John Engates, chief technology officer at service provider RackSpace, said the government should have been able to prepare for the type of traffic that the site has experienced.

“I think that any modern Web company would be well prepared for a launch of this scale,” said Engates. “We’re not talking about hundreds of millions of people and we’re not talking about complex transactions. This isn’t downloading full movies off of Netflix. The question I have is: Did they have enough time to prepare and did the people doing the work know what they were doing?”

 

Yup.  Best and the brightest.  Smartest president EVAH.  Think the reliably liberal and Obama-loving Washington Post is hedging its bets?

This would all be hilarious, if it weren't so pathetic.


Obamacare--Epic fail

As many of us with some knowledge of website programming have suspected, the problems with the enrollment website have little to do with being "oversubscribed."  Rather, the problem is in the very design of the site.  According to this article:

 

Five outside technology experts interviewed by Reuters, however, say they believe flaws in system architecture, not traffic alone, contributed to the problems.

For instance, when a user tries to create an account on HealthCare.gov, which serves insurance exchanges in 36 states, it prompts the computer to load an unusually large amount of files and software, overwhelming the browser, experts said.

If they are right, then just bringing more servers online, as officials say they are doing, will not fix the site.

"Adding capacity sounds great until you realize that if you didn't design it right that won't help," said Bill Curtis, chief scientist at CAST, a software quality analysis firm, and director of the Consortium for IT Software Quality. "The architecture of the software may limit how much you can add on to it. I suspect they'll have to reconfigure a lot of it."

One possible cause of the problems is that hitting "apply" on HealthCare.gov causes 92 separate files, plug-ins and other mammoth swarms of data to stream between the user's computer and the servers powering the government website, said Matthew Hancock, an independent expert in website design. He was able to track the files being requested through a feature in the Firefox browser.

Of the 92 he found, 56 were JavaScript files, including plug-ins that make it easier for code to work on multiple browsers (such as Microsoft Corp's Internet Explorer and Google Inc's Chrome) and let users upload files to HealthCare.gov.
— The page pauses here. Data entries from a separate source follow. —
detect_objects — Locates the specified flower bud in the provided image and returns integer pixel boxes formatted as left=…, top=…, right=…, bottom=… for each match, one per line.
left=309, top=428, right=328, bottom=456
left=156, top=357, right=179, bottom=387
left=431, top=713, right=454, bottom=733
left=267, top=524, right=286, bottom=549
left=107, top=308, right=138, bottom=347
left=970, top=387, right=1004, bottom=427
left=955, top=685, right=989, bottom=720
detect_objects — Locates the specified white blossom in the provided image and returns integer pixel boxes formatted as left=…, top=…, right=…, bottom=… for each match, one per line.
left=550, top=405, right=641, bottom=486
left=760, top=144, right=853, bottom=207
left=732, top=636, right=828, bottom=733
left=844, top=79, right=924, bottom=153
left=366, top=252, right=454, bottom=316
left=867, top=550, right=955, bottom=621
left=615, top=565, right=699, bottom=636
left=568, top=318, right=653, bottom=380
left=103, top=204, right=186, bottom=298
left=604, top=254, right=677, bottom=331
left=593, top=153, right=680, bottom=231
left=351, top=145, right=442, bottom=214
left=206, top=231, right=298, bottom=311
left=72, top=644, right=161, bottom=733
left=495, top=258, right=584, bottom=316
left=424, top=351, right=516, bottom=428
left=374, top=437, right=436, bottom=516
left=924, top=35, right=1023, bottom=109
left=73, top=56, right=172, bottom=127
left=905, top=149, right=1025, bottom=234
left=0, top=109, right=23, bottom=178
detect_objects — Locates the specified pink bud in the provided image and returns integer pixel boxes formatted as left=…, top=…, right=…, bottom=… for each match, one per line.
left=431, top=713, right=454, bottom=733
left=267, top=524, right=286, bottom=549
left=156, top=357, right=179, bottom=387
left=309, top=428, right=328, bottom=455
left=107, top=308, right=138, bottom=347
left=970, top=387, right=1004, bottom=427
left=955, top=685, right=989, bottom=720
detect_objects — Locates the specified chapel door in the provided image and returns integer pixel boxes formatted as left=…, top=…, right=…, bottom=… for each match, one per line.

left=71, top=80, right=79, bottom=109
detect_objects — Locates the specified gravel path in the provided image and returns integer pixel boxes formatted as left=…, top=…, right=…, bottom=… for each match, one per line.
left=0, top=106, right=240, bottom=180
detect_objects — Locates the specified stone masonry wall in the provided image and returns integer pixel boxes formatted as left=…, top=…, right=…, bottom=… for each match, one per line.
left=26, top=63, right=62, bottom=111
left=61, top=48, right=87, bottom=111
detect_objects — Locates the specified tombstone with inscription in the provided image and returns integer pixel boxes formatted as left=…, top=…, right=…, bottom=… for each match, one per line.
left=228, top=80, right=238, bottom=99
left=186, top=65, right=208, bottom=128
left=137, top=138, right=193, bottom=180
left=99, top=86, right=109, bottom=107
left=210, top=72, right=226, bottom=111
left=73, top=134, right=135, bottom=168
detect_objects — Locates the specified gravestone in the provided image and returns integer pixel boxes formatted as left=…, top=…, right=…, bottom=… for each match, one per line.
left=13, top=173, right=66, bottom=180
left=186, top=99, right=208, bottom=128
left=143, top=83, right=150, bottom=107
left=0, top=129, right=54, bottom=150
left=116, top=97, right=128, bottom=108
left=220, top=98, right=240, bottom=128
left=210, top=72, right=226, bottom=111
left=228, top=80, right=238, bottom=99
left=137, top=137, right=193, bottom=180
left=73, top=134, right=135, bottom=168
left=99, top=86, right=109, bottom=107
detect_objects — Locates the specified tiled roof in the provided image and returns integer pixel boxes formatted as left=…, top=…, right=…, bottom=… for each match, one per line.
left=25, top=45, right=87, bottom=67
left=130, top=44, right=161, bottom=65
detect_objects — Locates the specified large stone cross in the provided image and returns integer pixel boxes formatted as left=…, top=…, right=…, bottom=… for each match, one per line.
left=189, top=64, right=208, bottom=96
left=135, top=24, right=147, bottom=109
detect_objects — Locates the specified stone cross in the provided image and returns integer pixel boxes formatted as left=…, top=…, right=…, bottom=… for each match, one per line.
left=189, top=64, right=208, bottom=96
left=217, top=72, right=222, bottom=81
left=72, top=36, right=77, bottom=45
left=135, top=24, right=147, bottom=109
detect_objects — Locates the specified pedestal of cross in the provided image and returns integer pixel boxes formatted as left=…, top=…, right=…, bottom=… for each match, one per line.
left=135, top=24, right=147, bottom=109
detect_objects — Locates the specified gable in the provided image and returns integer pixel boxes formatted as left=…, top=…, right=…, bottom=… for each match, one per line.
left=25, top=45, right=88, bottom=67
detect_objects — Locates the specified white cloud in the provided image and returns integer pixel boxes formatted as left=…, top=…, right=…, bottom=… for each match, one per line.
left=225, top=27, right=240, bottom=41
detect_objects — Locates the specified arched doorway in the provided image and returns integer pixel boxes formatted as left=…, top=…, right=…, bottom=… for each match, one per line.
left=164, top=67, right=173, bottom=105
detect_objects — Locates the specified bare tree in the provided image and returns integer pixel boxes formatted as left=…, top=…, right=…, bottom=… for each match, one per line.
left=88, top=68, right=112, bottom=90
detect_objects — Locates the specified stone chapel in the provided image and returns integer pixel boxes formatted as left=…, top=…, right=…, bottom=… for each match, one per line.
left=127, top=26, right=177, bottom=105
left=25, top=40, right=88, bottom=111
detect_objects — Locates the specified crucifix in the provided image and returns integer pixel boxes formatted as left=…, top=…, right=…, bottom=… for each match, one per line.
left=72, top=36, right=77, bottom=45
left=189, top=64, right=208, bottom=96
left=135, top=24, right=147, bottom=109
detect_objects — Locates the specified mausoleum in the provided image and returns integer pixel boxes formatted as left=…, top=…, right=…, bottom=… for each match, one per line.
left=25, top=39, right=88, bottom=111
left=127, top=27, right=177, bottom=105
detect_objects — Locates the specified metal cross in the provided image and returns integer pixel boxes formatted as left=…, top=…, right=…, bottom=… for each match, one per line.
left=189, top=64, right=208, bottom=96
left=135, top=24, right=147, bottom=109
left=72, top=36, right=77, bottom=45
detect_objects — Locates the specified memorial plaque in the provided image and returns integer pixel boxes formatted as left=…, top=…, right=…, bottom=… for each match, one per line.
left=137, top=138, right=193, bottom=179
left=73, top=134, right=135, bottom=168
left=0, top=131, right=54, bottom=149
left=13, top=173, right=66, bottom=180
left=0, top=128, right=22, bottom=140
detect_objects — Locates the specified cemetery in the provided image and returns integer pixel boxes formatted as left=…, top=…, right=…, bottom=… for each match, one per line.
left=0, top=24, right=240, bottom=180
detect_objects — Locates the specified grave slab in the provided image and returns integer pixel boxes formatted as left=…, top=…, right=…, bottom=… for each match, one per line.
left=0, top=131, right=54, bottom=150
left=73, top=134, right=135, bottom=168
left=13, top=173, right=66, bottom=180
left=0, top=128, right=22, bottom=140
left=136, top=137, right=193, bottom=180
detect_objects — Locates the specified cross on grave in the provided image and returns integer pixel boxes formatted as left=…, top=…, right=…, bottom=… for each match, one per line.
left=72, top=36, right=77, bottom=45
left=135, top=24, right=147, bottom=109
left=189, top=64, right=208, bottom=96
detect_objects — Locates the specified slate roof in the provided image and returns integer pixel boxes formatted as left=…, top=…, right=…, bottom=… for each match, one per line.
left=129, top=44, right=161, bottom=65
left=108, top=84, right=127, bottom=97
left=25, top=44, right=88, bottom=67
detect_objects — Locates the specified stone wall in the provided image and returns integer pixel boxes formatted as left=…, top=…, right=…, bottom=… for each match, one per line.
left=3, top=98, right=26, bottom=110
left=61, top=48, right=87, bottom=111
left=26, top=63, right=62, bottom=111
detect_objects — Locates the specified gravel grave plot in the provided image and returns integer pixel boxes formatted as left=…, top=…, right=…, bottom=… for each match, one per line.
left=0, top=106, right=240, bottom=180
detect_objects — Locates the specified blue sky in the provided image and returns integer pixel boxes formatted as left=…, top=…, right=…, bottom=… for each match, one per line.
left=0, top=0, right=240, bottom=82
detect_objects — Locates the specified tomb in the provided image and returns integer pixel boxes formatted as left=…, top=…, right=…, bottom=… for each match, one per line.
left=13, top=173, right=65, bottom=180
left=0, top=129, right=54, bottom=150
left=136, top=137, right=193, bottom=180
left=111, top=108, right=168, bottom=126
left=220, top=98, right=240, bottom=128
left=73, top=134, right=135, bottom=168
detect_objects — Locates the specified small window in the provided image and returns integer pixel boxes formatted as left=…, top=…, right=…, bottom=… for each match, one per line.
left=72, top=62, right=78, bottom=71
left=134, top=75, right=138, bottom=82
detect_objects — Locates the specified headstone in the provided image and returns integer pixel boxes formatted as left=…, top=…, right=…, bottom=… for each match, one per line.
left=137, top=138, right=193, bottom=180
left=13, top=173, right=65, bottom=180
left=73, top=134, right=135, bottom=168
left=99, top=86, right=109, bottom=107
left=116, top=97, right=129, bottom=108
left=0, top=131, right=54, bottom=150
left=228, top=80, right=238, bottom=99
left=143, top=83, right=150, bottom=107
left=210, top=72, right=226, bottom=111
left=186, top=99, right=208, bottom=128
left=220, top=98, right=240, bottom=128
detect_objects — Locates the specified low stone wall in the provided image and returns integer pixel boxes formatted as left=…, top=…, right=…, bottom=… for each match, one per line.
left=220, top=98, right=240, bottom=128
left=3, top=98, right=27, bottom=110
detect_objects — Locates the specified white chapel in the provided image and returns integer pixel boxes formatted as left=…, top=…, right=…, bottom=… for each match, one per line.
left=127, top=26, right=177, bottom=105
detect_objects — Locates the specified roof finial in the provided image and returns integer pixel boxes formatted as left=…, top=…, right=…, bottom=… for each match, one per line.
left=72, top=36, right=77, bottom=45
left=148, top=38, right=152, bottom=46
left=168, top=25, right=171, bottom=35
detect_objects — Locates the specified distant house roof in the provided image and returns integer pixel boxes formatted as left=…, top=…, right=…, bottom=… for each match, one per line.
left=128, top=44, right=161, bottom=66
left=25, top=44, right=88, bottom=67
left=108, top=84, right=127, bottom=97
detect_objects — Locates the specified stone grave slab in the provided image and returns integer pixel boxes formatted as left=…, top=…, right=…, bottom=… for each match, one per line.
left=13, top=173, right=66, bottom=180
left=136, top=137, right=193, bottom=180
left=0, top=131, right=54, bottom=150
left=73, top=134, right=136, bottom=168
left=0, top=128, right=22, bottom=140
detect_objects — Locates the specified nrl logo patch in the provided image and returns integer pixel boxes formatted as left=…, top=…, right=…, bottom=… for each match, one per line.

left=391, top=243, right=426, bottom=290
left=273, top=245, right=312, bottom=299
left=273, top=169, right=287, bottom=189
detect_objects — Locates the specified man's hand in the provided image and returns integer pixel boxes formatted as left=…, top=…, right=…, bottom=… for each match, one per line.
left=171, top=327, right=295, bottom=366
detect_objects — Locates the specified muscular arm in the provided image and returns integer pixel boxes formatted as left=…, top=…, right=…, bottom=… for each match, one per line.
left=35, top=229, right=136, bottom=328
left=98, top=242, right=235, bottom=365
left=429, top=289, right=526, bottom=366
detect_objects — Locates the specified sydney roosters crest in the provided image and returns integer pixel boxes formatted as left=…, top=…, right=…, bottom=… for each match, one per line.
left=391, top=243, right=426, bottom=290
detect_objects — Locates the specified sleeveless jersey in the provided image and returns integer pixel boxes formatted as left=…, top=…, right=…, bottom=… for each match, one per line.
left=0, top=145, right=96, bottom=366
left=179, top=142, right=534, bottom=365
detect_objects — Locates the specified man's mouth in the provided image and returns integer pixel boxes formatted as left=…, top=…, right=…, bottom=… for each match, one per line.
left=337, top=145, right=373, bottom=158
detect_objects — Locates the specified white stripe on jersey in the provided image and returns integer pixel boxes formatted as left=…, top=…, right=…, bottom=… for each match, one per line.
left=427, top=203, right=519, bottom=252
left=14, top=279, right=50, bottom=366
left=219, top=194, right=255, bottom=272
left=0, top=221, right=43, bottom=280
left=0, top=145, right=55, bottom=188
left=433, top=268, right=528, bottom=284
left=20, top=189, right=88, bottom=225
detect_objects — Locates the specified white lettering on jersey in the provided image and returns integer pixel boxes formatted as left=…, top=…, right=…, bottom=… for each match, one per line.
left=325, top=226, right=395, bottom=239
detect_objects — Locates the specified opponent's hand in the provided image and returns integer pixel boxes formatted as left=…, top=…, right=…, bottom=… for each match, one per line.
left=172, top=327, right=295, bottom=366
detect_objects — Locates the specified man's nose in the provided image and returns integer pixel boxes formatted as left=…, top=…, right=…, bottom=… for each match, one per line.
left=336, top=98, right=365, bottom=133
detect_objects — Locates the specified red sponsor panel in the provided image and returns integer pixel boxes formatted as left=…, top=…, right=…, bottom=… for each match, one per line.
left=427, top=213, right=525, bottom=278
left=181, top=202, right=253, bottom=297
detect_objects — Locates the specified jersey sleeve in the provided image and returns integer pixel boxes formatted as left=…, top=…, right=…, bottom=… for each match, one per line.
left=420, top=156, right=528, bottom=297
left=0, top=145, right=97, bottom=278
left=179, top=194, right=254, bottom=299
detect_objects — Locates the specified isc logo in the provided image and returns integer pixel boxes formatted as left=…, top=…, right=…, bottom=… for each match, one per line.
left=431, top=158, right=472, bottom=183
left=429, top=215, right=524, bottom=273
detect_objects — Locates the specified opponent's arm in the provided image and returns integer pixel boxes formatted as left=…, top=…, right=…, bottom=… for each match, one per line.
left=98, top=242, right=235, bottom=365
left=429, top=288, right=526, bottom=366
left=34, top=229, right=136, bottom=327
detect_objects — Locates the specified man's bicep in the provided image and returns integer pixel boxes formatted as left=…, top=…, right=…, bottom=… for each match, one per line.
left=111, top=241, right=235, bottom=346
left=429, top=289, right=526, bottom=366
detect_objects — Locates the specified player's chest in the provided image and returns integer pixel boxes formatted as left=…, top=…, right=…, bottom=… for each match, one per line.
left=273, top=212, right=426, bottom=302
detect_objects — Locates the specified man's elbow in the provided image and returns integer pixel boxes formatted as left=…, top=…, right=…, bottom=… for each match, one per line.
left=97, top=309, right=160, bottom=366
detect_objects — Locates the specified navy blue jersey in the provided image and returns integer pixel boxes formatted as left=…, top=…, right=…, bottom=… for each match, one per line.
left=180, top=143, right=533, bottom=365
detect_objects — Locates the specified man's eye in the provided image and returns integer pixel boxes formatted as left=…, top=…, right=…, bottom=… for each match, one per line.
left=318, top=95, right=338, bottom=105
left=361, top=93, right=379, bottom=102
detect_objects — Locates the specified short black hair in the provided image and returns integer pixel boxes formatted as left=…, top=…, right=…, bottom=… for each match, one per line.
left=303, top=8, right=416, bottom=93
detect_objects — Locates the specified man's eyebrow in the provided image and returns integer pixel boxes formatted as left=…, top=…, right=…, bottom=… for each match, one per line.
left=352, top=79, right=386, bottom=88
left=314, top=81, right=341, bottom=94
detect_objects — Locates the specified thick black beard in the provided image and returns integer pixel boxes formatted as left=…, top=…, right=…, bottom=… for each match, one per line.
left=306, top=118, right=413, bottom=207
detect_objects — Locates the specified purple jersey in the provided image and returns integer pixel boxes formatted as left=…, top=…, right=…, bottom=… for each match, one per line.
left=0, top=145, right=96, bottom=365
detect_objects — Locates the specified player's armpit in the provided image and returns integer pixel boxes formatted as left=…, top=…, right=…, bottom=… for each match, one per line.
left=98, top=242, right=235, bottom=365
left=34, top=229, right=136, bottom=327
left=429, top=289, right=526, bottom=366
It is not clear why the upload function was included.

"They set up the website in such a way that too many requests to the server arrived at the same time," Hancock said.

He said because so much traffic was going back and forth between the users' computers and the server hosting the government website, it was as if the system was attacking itself.

Hancock described the situation as similar to what happens when hackers conduct a distributed denial of service, or DDOS, attack on a website: they get large numbers of computers to simultaneously request information from the server that runs a website, overwhelming it and causing it to crash or otherwise stumble. "The site basically DDOS'd itself," he said.

 

Obamacare does nothing at all to increase the number of doctors and nurses; it does nothing to lower the cost of health insurance; and the basic sign-up site does not work, so God knows what the rest of the IT will be like.  In other words, this monstrously awful legislation was written by people who don't know anything about health care, don't know anything about health insurance, and don't know anything about health care IT!

But, in keeping with the folks in charge, while they are blindingly ignorant, they don't even know...that they don't even know.